The second day was given over to running at the ring, an exercise which involved catching on the point of one's lance, and at the gallop, a ring suspended from the end of a tall gallows. Voltaire records that the prize on this occasion was won by the Count of Sault, son of the Duke of Lesdiguière, and presented to him by the Queen Dowager.
This event, glorified by artists and authors, was long remembered. Its purpose, no doubt, was not solely to improve Louis XIV's talents for dancing and the arts of chivalry or to gratify his theatrical inclinations. In his Memories pour l'instruction du Dauphin, he notes:
A prince and King of France should also consider that there is something more in this public entertainment which is not so much for us ourselves as for the whole court and the whole of our people.

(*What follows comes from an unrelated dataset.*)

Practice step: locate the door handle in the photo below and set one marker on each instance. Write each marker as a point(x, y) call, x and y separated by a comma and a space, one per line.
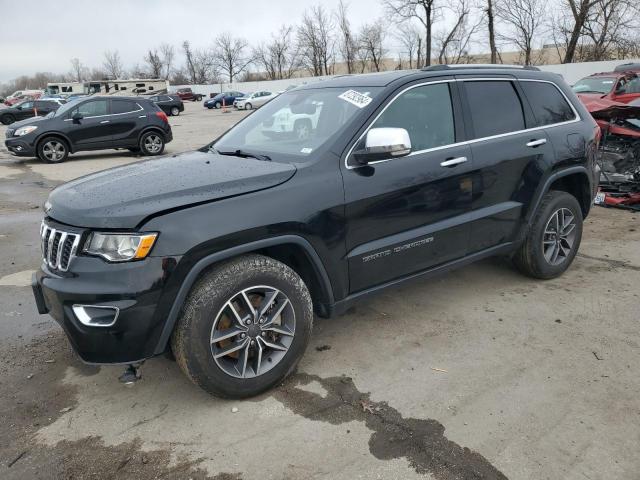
point(452, 162)
point(537, 143)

Behind this public display one glimpses more realistically founded, political intensions. The King turns outwards, presenting himself to his people dressed in archaic costume - like a certain, remote recollection of the suits of armour "alla antica romana" which Renaissance princes loved to dress up in, as an invocation of the imperial idea and the cult associated with it.
This brilliant, lively and exotic festival, the first of Louis XIV's reign, was to be followed by other pageants, no less brilliant, also intended to highlight the royal personage, a political event or the favourite of the hour. The three Versailles festivals which followed in mythological guise celebrated the glory of the King. In 1664 came Les plaisirs de l'Isle enchantée, a tribute to Mademoiselle de la Vallière. Le Grand divertissement royal in 1668 was put on to celebrate the favour enjoyed by Madame de Montespan and to acclaim the Peace of Aix-le-Chapelle, and the great festivities of 1674, Divertissements de Versailles..., invoked the King's victories.